Certamente, você, como eu, que não é executivo de uma grande empresa internacional, nem nunca foi presidente de um país ou líder de uma seita religiosa, em algum momento teve de escolher um caminho para uma ação futura. Então você foi um estrategista, pois estratégia se refere a escolher agora o que fazer num momento posterior. Como disse, não é tão complicado. Agora, o “pulo do gato”: o difícil não é definir suas escolhas, mas sim quais critérios você levará em conta e como viabilizar sua escolha na prática. A boa notícia, você, portanto, é um estrategista; a má notícia, você pode ser um estrategista brilhante ou medíocre. E aí vem a resposta à questão do título. Vamos a ela!

Há mais de vinte anos convivemos conectados à internet e há uns dez anos não conseguimos imaginar a vida sem os aplicativos. Conectados parece que estamos sempre. Se estamos parados, estamos conectados; se estamos em movimento, procuramos nos conectar, mesmo que às vezes isso possa significar risco de vida. O fato é que estamos atrás de informação o tempo todo e muita gente nos oferecendo um monte delas. A maioria, contudo, insignificante; algumas nos faz pensar, mas pouquíssimas fazem sentido e podem trazer alguma mudança na nossa vida, inclusive profissional.

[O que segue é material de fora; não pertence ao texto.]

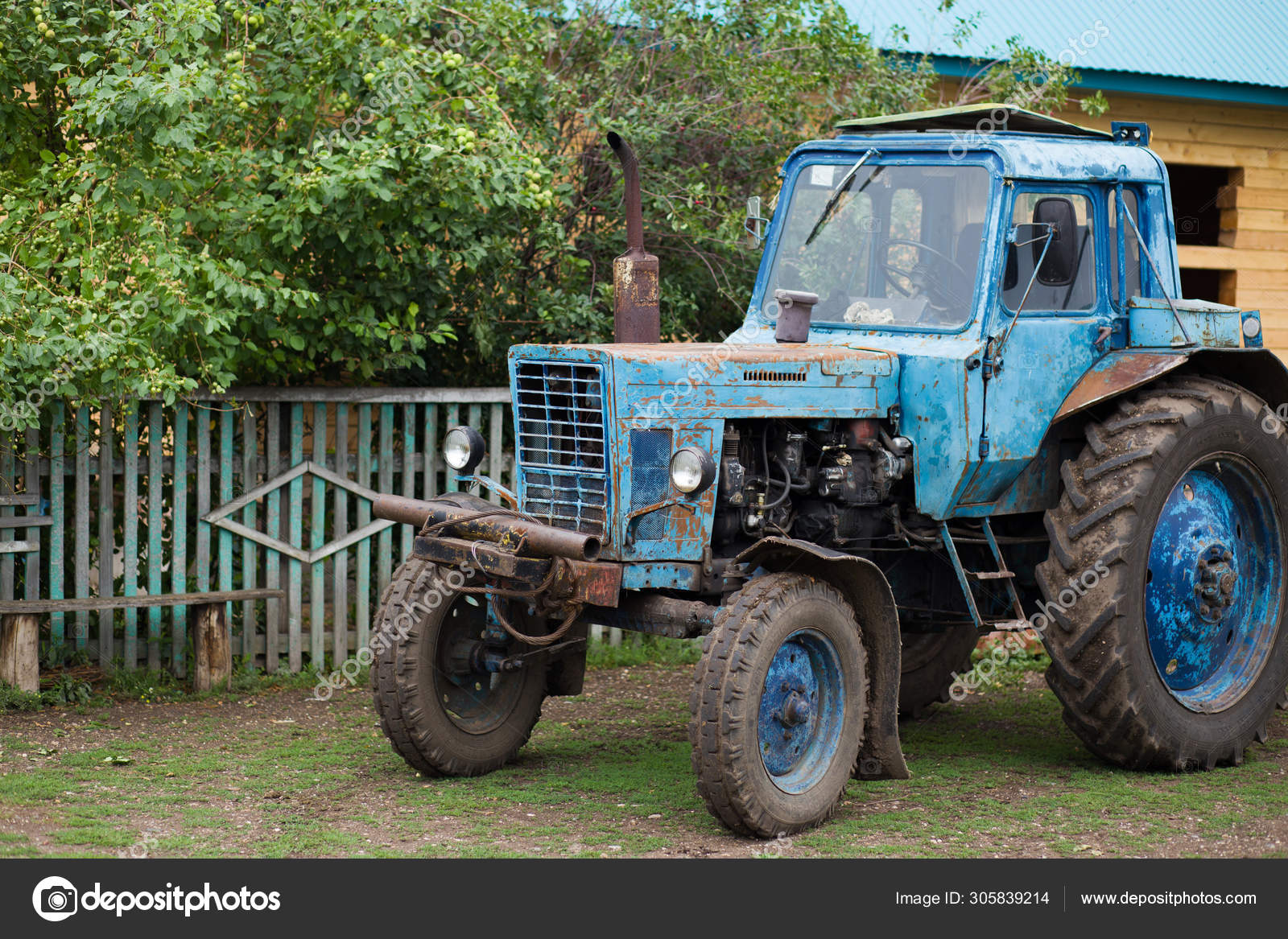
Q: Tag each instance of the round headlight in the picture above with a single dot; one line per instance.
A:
(464, 448)
(692, 469)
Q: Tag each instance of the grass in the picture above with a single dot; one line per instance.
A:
(638, 649)
(270, 774)
(147, 686)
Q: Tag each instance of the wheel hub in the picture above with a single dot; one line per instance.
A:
(796, 709)
(800, 711)
(1214, 583)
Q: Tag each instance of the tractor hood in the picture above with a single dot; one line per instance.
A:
(657, 383)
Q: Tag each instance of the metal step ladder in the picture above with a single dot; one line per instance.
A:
(1001, 574)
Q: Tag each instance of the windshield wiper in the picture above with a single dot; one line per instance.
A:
(840, 191)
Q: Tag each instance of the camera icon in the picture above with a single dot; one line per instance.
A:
(55, 900)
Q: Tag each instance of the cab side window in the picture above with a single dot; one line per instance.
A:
(1131, 245)
(1032, 223)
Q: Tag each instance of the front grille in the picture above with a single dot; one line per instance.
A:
(650, 480)
(562, 443)
(577, 503)
(560, 411)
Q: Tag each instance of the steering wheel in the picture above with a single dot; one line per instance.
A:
(921, 285)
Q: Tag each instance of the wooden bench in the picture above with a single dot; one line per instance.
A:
(212, 639)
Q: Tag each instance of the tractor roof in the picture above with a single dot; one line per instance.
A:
(970, 117)
(1030, 146)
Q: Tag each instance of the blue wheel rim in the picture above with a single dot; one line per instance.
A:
(1214, 583)
(802, 711)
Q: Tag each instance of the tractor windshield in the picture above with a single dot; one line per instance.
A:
(884, 245)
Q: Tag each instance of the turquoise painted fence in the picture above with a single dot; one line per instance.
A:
(257, 488)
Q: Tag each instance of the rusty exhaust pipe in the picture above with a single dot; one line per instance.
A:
(637, 317)
(506, 531)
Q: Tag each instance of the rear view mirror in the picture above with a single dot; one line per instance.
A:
(1056, 216)
(755, 220)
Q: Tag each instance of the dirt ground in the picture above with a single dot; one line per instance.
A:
(605, 774)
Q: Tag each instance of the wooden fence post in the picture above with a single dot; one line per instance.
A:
(19, 657)
(213, 649)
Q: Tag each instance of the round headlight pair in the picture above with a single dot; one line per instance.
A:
(464, 448)
(692, 469)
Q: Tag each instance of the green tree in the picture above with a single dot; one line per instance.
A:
(216, 192)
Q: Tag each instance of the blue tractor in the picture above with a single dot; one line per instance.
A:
(966, 398)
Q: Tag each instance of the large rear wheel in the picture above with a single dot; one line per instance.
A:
(1166, 577)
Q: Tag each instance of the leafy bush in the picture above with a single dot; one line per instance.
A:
(218, 191)
(16, 700)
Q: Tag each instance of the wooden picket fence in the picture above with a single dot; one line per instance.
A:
(254, 488)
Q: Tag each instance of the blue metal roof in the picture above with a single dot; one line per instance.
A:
(1117, 44)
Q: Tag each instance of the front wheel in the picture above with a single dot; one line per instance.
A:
(778, 706)
(441, 709)
(1166, 579)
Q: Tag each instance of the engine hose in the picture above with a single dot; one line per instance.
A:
(787, 486)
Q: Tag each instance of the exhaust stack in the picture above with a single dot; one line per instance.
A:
(637, 317)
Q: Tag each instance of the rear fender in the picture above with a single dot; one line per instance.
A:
(1037, 488)
(1257, 370)
(867, 591)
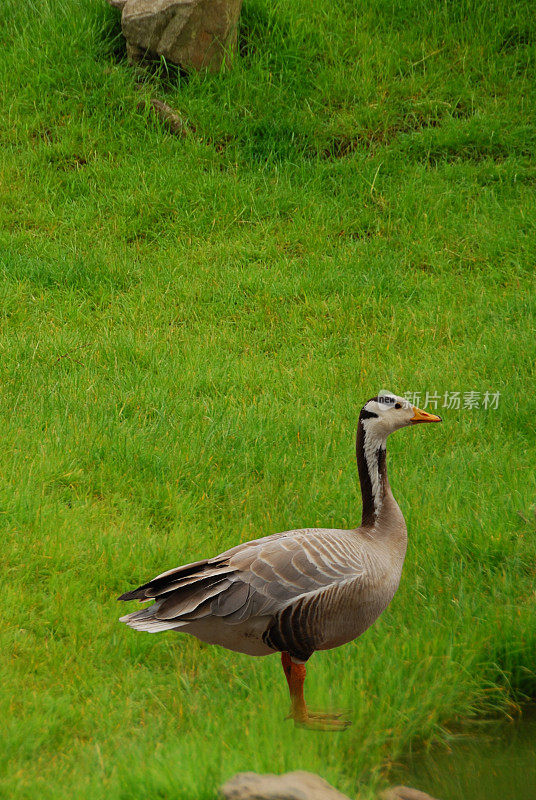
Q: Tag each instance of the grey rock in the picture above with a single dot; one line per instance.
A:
(291, 786)
(404, 793)
(198, 34)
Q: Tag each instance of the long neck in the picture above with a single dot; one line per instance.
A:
(372, 467)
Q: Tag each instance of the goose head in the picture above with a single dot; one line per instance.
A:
(387, 413)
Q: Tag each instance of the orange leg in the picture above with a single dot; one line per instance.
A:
(320, 721)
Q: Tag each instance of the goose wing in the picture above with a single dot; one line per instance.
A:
(254, 579)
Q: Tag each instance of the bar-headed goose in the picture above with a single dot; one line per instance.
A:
(298, 591)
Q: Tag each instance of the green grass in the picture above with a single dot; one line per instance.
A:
(188, 329)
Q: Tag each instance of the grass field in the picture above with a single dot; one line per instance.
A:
(188, 330)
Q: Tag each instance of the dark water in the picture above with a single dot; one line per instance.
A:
(497, 762)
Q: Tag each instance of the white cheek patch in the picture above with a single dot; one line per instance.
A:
(374, 441)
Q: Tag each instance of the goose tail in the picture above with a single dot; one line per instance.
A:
(146, 620)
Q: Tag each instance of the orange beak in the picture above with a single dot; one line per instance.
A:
(423, 416)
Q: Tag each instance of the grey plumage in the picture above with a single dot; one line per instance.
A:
(297, 591)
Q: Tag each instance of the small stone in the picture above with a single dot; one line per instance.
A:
(404, 793)
(197, 34)
(291, 786)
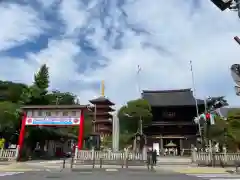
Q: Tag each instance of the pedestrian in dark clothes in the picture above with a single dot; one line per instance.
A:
(154, 157)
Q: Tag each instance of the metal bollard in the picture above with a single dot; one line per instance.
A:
(101, 162)
(64, 162)
(72, 161)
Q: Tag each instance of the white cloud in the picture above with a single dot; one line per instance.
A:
(74, 16)
(18, 25)
(204, 36)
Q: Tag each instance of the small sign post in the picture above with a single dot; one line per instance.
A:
(55, 116)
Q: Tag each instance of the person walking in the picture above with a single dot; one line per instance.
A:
(154, 157)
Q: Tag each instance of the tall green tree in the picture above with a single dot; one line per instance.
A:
(41, 78)
(133, 115)
(9, 120)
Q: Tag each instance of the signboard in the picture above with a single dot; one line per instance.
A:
(52, 121)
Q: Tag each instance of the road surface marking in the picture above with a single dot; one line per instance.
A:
(9, 173)
(111, 170)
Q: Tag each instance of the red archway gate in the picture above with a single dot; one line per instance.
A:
(55, 116)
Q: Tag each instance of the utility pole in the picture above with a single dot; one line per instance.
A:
(196, 103)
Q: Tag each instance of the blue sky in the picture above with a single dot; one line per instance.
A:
(86, 41)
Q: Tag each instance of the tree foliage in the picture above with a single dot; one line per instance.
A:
(13, 95)
(227, 131)
(130, 114)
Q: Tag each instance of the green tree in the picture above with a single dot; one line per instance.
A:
(9, 120)
(41, 78)
(233, 122)
(62, 98)
(133, 115)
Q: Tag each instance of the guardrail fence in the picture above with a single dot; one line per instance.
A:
(99, 159)
(215, 159)
(8, 154)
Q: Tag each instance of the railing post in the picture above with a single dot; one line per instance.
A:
(76, 153)
(126, 157)
(101, 162)
(17, 152)
(1, 153)
(72, 161)
(93, 158)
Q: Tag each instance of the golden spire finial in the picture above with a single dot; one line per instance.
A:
(102, 88)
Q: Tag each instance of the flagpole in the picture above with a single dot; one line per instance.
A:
(138, 79)
(194, 94)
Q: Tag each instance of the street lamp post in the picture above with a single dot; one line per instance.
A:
(233, 5)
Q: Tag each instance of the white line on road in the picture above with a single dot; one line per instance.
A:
(224, 179)
(9, 173)
(111, 170)
(215, 175)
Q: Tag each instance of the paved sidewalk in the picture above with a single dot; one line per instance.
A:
(16, 166)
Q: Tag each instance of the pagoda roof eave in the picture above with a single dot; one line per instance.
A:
(102, 99)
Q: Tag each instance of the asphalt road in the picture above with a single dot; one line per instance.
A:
(107, 174)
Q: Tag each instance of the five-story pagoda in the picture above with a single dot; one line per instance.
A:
(102, 119)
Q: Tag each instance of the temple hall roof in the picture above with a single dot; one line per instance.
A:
(102, 100)
(180, 97)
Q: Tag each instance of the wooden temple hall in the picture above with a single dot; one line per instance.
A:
(172, 127)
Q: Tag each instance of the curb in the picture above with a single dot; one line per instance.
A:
(201, 171)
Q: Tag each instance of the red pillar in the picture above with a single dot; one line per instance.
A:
(21, 135)
(81, 129)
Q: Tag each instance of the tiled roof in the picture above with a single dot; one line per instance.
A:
(181, 97)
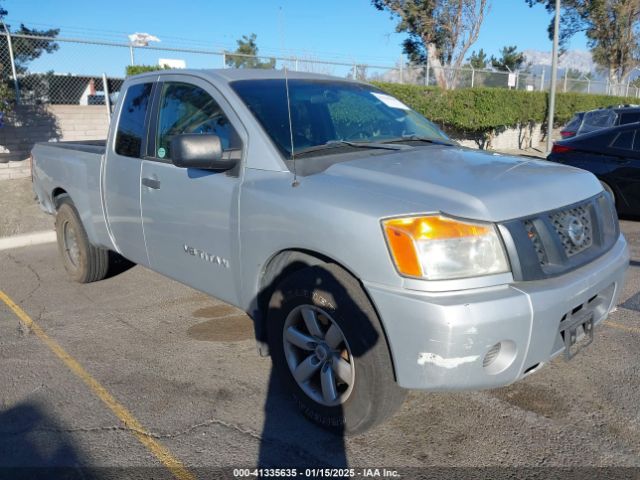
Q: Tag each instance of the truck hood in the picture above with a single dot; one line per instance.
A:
(467, 183)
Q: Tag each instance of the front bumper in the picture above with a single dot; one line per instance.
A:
(439, 341)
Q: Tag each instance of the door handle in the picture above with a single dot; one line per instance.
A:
(151, 183)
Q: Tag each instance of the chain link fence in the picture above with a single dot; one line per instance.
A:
(44, 70)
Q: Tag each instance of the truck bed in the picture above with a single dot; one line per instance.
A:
(88, 146)
(73, 168)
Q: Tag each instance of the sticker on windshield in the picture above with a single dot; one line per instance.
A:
(389, 101)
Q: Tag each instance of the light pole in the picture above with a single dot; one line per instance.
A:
(554, 75)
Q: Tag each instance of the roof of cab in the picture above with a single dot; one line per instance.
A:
(233, 74)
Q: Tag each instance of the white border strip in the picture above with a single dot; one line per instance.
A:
(36, 238)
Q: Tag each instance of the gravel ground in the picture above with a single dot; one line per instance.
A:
(20, 212)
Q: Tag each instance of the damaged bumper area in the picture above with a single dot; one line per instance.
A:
(490, 337)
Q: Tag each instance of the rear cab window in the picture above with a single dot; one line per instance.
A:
(598, 119)
(131, 125)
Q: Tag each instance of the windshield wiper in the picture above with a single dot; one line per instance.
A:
(417, 138)
(340, 143)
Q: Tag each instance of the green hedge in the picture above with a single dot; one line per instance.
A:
(136, 69)
(482, 110)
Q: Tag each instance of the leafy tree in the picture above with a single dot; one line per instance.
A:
(510, 59)
(479, 60)
(25, 50)
(439, 31)
(612, 28)
(248, 55)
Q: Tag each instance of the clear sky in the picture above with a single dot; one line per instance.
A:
(347, 30)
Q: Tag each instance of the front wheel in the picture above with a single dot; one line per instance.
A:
(329, 350)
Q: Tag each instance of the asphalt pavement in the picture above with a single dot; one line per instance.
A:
(184, 367)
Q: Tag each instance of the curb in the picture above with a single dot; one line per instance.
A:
(29, 239)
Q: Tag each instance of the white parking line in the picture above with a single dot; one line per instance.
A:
(36, 238)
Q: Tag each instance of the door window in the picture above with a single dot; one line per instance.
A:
(186, 108)
(131, 125)
(629, 118)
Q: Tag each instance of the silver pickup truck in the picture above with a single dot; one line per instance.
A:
(372, 252)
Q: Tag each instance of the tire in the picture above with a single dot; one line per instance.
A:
(83, 262)
(366, 393)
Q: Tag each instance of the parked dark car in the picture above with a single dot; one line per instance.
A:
(585, 122)
(612, 155)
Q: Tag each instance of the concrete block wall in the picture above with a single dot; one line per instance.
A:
(30, 124)
(81, 122)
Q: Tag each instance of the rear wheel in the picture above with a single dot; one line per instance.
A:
(83, 262)
(329, 350)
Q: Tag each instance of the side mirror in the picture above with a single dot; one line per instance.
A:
(196, 150)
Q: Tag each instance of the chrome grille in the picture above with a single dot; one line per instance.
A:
(574, 227)
(558, 241)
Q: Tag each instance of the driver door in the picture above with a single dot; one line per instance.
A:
(190, 215)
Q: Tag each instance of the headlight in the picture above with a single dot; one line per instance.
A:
(440, 248)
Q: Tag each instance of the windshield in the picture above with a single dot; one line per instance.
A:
(327, 112)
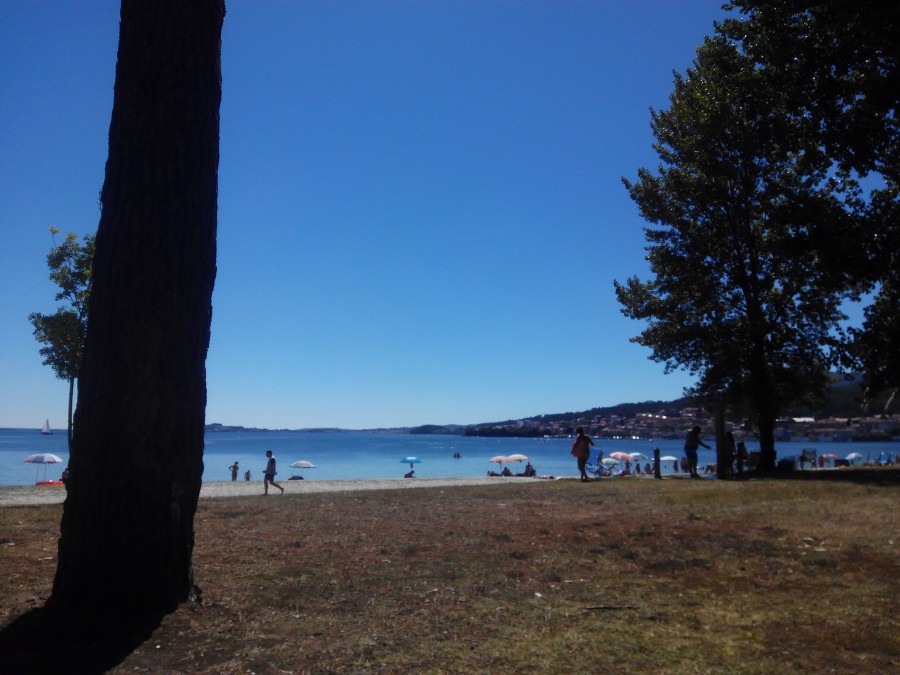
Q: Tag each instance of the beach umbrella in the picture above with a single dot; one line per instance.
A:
(303, 464)
(44, 458)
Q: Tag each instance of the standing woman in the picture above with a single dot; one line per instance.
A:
(691, 443)
(270, 474)
(581, 449)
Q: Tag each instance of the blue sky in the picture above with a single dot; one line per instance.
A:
(420, 202)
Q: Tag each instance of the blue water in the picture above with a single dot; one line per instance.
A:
(352, 455)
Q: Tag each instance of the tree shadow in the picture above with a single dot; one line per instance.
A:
(863, 475)
(58, 639)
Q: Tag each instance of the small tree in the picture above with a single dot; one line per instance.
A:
(62, 333)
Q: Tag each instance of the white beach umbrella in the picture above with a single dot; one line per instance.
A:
(44, 458)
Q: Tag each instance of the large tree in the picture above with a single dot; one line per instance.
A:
(127, 527)
(836, 64)
(738, 296)
(62, 333)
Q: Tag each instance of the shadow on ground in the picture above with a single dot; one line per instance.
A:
(63, 640)
(887, 475)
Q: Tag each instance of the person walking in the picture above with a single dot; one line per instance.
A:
(581, 449)
(270, 474)
(691, 443)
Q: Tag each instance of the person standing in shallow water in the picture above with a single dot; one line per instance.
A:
(691, 443)
(581, 449)
(270, 474)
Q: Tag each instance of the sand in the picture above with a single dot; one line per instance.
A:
(33, 495)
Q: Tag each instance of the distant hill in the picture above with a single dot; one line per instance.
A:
(844, 399)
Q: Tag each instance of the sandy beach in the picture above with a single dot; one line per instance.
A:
(31, 495)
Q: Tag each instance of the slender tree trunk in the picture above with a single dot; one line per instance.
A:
(766, 426)
(722, 452)
(69, 418)
(127, 529)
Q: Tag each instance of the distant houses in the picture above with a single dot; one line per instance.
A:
(671, 424)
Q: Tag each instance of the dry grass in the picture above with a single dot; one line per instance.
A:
(611, 576)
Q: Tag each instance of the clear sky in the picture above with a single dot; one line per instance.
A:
(421, 211)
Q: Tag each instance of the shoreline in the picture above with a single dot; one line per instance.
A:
(32, 495)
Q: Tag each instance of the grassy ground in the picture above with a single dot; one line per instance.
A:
(613, 576)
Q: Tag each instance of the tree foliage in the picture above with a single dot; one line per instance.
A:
(738, 296)
(836, 63)
(62, 333)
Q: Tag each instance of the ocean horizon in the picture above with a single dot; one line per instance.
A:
(351, 455)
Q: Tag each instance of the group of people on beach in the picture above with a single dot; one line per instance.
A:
(581, 450)
(268, 474)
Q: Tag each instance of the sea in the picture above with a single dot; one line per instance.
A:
(349, 455)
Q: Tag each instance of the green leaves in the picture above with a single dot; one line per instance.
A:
(62, 333)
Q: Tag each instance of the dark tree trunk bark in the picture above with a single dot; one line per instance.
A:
(722, 452)
(69, 418)
(766, 426)
(127, 529)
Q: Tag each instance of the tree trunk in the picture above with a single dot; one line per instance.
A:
(69, 418)
(723, 453)
(766, 426)
(127, 529)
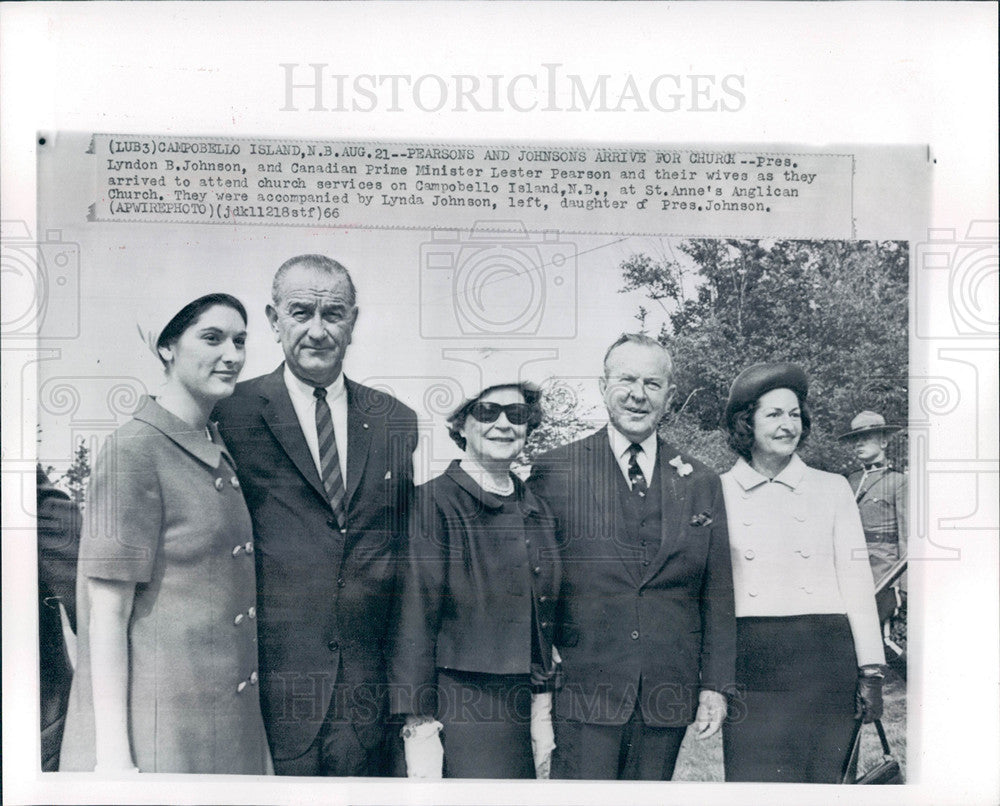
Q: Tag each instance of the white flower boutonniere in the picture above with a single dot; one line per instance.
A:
(682, 467)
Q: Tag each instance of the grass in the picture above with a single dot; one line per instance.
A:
(702, 760)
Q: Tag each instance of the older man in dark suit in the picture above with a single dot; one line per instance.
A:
(645, 623)
(326, 466)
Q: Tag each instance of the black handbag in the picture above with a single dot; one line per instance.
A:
(886, 772)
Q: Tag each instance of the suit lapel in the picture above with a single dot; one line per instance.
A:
(279, 415)
(602, 473)
(672, 494)
(359, 436)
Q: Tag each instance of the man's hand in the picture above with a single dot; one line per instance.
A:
(422, 747)
(711, 712)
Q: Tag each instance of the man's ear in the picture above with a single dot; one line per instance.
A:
(272, 318)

Depois de muitos anos de estrada aprendendo e praticando estratégias, buscando aperfeiçoar o “ser estrategista”, percebi que o mais difícil não é escolher o caminho ou saber colocar em prática aquilo que havia pensado. Difícil mesmo é selecionar as informações que servirão de base para elaborar os resultados pretendidos. No meio de tanta notícia, vídeos, dados, textos, livros, posts, etc. quais aquelas que me fazem pensar a respeito?[

Profissionais que se diferenciam são aqueles que fazem as perguntas certas e para conseguir fazê-las é preciso ter as informações certas. Não se preocupe tanto com as respostas, desenvolva a capacidade de fazer perguntas, o que lhe exigirá a prática da mais difícil das artes atuais: fazer a mineração do 1% que você recebe e que lhe será útil na elaboração das questões que definirão o seu caminho no futuro. E as outras 99%? Jogue fora, não perca tempo com elas!!!

Considero, portanto, a maior competência profissional hoje saber ler no ambiente as informações que são relevantes para futuro. Tente!